I got mine at Petland in Surrey, Jenny at Aquariums West had availability on them several months ago, but if you wait, they will come, sooner or later ...


----------



## Johnnyfishtanks (Apr 21, 2010)

whats around for puffers


----------



## Mferko (Jun 8, 2010)

looking for a dwarf puffer, which LFS has the nicest stock atm? preferably close to van i live in kerrisdale


----------



## sascrx88 (Apr 28, 2010)

i was looking for some south american puffers a little while back but then went on vacation and when i came back the LFS was all out. anyone seen any around lately? thanks


----------



## beN (Apr 21, 2010)

any palembangs out there????? aka dragon puffer/humpback puffer/pignose puffer


----------



## Johnnyfishtanks (Apr 21, 2010)

whats out there and any sap around


----------



## Johnnyfishtanks (Apr 21, 2010)

Looking for South American Puffers


----------



## SnailPuffer (Jun 19, 2010)

Big Al in Richmond has some Figure 8's too 

I'm looking into getting some actually... does anyone know if Figure 8's are freshwater or brackish water or are they freshwater when they are small and become brackish when they become an adult? Thanks!


----------



## darb (Apr 21, 2010)

haven't seen any SAPs since Canadian Aquatics and IPU had them in .... you may have to wait a while.

to the best of my knowledge F8s are primarily found in freshwater in their native habitat but it is commonly "said" that they do better in low end brackish water. low end brackish is actually a more stable environment to maintain anyways so if you are going for a species only tank it is worthy of serious consideration. the only added expenses are ideally an aragonite substrate, a $10 hydrometer and about 1/4 cup of marine salt per 5 gallons for your water changes.


----------



## SnailPuffer (Jun 19, 2010)

Thanks darb! I'm looking in to getting three Figure 8's but the internet said that they do better with two females and one male.... the problem is.... can't tell whether they are male or female.... >< Is there anyway or anywhere I can get two females and 1 male? >< and the tank will be a species tank...

I have three DPs right now and got one hong kong pleco and two cory catfishes...they've been living happily together for months now... are there any type of fishes or tankmates good with Figure 8's for cleaning up the left over food?

Thanks!


----------



## darb (Apr 21, 2010)

I think that the FF:M ratio only applies to dwarf puffers because F8s will get territorial and you will need a fair sized tank to hold three of them.

on another note, I went to IPU Richmond to check out what was suggested in another thread to be Ceylon Puffers.
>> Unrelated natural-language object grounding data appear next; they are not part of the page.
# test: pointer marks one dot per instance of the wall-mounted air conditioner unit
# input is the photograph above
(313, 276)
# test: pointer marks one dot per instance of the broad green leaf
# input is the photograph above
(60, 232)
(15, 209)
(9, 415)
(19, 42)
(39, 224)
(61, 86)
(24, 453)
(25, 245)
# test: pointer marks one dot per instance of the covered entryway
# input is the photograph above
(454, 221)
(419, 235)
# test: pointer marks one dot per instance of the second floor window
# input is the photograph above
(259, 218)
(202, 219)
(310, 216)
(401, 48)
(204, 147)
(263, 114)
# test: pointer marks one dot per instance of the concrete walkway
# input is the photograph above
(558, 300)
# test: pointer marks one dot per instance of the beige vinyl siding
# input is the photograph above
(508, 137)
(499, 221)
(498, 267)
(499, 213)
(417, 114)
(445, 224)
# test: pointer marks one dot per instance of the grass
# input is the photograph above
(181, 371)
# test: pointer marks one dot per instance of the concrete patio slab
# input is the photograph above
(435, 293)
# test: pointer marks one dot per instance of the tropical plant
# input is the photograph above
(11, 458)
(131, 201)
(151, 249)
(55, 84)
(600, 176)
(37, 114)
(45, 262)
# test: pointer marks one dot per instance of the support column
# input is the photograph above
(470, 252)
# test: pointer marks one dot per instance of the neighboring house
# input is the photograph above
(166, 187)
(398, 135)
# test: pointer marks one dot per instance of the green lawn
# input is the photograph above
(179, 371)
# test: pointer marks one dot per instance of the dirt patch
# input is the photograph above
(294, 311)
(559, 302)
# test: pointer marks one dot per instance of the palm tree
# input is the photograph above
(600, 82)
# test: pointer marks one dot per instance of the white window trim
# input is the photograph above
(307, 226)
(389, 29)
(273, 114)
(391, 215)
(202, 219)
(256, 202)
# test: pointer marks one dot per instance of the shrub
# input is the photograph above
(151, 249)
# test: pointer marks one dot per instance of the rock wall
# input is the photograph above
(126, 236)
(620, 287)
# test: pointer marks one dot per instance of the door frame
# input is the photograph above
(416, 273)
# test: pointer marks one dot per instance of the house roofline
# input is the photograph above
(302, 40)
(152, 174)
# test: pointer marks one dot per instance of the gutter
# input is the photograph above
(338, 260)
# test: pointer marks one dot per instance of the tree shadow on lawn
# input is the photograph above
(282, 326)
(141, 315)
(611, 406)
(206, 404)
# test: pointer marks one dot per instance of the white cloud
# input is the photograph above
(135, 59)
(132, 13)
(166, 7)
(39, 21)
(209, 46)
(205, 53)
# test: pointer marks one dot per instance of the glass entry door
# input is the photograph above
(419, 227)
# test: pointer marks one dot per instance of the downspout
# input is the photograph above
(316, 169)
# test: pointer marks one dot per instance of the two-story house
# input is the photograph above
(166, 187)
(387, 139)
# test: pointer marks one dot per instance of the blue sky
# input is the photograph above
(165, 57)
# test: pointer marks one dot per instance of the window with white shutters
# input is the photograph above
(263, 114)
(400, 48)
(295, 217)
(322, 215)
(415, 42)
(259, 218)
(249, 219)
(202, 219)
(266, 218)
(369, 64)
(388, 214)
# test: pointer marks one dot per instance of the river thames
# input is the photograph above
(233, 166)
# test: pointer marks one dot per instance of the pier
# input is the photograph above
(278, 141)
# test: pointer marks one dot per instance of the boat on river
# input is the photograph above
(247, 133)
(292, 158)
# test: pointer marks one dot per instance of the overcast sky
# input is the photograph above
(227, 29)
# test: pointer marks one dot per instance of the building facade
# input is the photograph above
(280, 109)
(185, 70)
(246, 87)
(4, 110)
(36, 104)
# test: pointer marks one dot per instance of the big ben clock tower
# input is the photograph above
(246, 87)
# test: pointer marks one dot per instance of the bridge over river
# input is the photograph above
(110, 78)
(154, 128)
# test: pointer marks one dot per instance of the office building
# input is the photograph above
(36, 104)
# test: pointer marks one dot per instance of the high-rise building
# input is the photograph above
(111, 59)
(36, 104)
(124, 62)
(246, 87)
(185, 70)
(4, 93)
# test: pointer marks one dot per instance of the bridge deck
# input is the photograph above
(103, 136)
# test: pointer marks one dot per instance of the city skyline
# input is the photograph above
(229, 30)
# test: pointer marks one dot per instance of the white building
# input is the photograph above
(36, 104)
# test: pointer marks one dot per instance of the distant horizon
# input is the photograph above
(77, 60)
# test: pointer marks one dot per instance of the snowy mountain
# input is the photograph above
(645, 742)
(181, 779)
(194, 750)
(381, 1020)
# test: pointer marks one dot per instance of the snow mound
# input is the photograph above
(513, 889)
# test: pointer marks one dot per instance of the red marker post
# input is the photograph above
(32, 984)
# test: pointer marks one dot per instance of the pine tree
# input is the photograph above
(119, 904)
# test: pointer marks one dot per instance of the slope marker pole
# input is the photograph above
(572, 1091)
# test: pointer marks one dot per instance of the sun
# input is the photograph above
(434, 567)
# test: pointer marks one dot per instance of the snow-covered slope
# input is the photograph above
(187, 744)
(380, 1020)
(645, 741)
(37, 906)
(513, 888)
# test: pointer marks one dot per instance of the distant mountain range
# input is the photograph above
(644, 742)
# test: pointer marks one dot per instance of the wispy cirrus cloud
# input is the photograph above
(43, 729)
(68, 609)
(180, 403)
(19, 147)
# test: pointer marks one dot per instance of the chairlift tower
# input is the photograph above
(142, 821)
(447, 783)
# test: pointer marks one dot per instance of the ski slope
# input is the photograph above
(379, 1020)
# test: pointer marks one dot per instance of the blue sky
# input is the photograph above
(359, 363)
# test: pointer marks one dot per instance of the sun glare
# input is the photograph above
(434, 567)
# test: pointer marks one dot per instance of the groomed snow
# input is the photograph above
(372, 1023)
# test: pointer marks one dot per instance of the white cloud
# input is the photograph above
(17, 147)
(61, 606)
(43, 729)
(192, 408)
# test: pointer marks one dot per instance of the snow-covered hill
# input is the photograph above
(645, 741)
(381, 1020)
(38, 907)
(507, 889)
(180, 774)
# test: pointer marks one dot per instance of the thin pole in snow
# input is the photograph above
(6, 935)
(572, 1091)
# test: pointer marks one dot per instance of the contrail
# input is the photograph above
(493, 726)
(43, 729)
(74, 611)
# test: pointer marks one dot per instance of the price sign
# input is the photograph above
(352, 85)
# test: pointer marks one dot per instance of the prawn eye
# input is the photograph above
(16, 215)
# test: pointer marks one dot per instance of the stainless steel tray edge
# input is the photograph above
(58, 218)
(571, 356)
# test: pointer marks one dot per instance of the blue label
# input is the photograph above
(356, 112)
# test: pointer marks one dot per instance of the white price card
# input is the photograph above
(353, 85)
I haven't seen a Ceylon Puffer in person, but am not 100% convinced that they are Ceylon Puffers. It is very hard to tell because you pretty much have to lay on your belly to get a good look and they were hiding behind a piece of wood and they are so dark from being stressed that it is hard to make out their colouration and patterns. From what I could make out though, I am suspecting that they could be Tetraodon leiurus, but am not going to back that with any money.


----------



## jam (Apr 28, 2010)

the figure 8s at ipu (big als) burnaby are the small puffers 2"s, the bigger puffers listed as figure 8 the 3 inchers are ceylons for sure but i think they mite have listed them as ceylons now.............. all figure 8s ive owned were super fin nippers and had them in my 120 gal so like darb said decent sized tank and u need lots of hiding spot and stuff to break sight lines


----------



## Johnnyfishtanks (Apr 21, 2010)

Ceylon Puffers are these at Richmond and are they fresh water and are they 10$


----------



## jam (Apr 28, 2010)

Johnnyfishtanks said:


> Ceylon Puffers are these at Richmond and are they fresh water and are they 10$


ummm not sure if there at the richmond store to but they are at the burnaby store. there high end brackish to full marine there alot like green spotted puffers. i think there 30 dollars.


----------



## beN (Apr 21, 2010)

SAP's are @ IPU in Coquitlam..
came in last night apparently..


----------



## Johnnyfishtanks (Apr 21, 2010)

sweet.........................


----------



## Brisch (May 13, 2010)

can anyone tell me where IPU coquitlam is and whether or not they still have south american puffers?


----------